Constantinople: City of the World's Desire, 1453–1924
- Author: Philip Mansel
- Subject: Constantinople
- Genre: Non-fiction
- Publication date: 1995

= Constantinople: City of the World's Desire, 1453–1924 =

1995 book by Philip Mansel

Constantinople: City of the World's Desire 1453-1924 is a 1995 non-fiction book by Philip Mansel, covering Constantinople (now Istanbul) during the rule of the Ottoman Empire.

The author hoped to show positive aspects of the Ottoman Empire while acknowledging some negative aspects.

William Dalrymple of The Independent stated that it is an important work due to few people being able to comprehend Ottoman Turkish and therefore being able to research the Ottoman Empire.

==Background==
William Armstrong of Hürriyet Daily News stated that the usage of "Constantinople" instead of "Istanbul" was a "deliberate decision" to highlight the "historical cosmopolitanism" that ended after the end of the empire.

==Contents==
Mordecai Lee of the University of Wisconsin-Milwaukee states that the book "maintains a strict academic-level presentation" although it is "eminently readable for a lay person". The author discusses the various aspects of the city, among them religious tolerance and tensions.
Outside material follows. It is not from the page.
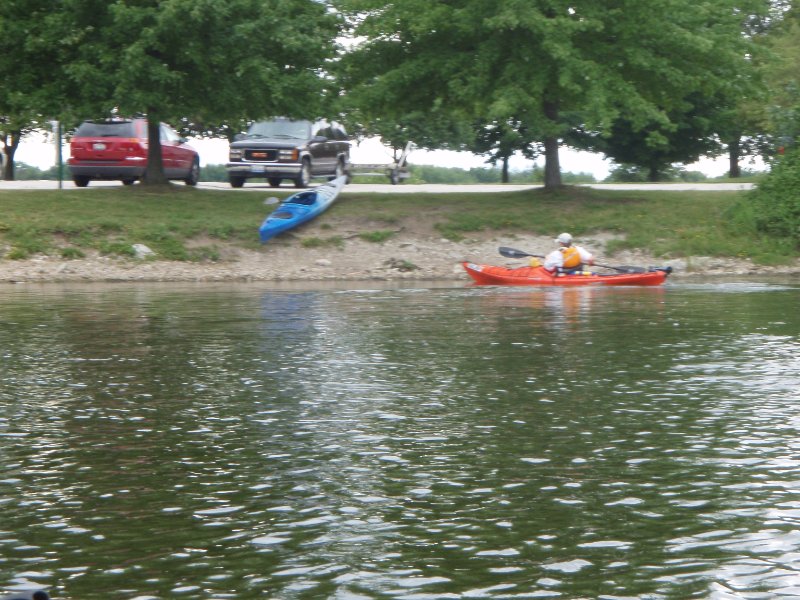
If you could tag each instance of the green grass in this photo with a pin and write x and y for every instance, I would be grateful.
(181, 223)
Armstrong states that the book does not flesh out "historical background" and therefore does not demonstrate "deep impression of the underlying intellectual undercurrents".

The book's bibliography and end notes sections make up 22 and 41 pages each.

==Reception==
John Ash of The Washington Post stated that Mansel wrote an "engaging and richly detailed account".

Lee stated that the "more positive aspects of Ottoman history[...]are especially enlightening to the reader". Lee praised how the "information flows naturally" and concluded that it was an "outstanding book".